The format of this chronology file is assumed to be as follows:
[external_patient_id]:[external_visit_id]\t[chronology]
where each [chronology]
is encoded as as sequence of snapshots, separated by tabs:
[[snapshot]\t...]
and each [snapshot]
is encoded as:
[delta] [label] [observation IDs..]
Note that snapshots are delimited by spaces, label must be 'true' or 'false', delta is represented in seconds since previous chronology, and observation IDs should be the IDs associated with the observation in the given vocabulary file.
For example, the line:
11100004:1108a 0 false 1104 1105 2300 25001 86400 false 1104 2300 172800 true 1104 2300 3500
would indicate that patient with external ID '11100004' and visit with external ID '1108a' had a chronology including 3 snapshots where:
The vocabulary file is assumed to be formatted as follows:
[observation]\t[frequency]
where the line number indicates the ID of the observation in the chronology (e.g., 1104), [observation]
is a
human-readable string describing the observation, and [frequency]

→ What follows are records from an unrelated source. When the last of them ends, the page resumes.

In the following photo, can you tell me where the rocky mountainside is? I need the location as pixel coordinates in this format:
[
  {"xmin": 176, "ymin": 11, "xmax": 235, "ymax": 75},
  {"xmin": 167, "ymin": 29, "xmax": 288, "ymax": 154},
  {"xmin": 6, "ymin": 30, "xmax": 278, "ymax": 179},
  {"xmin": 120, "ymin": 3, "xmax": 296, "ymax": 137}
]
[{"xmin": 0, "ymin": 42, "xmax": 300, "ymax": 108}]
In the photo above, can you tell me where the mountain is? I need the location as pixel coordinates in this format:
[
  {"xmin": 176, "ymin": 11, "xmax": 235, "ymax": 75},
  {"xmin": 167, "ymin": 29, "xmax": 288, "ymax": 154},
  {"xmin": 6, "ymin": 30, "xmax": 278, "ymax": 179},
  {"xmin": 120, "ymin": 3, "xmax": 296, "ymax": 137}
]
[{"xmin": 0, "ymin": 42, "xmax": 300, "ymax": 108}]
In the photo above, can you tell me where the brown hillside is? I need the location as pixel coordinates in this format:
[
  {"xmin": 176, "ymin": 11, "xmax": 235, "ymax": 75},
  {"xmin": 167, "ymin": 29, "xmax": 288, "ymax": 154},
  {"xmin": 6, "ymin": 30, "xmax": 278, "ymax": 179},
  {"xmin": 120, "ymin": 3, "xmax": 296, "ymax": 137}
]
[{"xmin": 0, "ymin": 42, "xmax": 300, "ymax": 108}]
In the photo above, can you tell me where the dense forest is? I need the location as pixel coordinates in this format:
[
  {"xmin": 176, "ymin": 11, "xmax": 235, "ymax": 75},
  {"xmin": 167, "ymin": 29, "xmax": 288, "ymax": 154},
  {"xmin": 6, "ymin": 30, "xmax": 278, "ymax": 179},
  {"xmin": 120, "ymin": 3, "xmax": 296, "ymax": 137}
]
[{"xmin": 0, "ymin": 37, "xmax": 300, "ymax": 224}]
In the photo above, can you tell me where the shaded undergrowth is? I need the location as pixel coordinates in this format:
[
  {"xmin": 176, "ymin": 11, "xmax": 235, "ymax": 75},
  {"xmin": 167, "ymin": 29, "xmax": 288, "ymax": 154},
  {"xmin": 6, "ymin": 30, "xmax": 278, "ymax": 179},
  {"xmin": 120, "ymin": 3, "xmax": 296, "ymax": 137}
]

is the frequency of that observation in
the dataset (this value is only important if specifying a max_vocabulary_size as terms will be sorted in
descending frequency before the cut-off is made)
Note: as described in the AMIA paper, chronologies are truncated to terminate at the first positive label. Chronologies in which the first snapshot is positive or in which no snapshot is positive are discarded. The PRONTO scripts will automatically perform the truncation for you.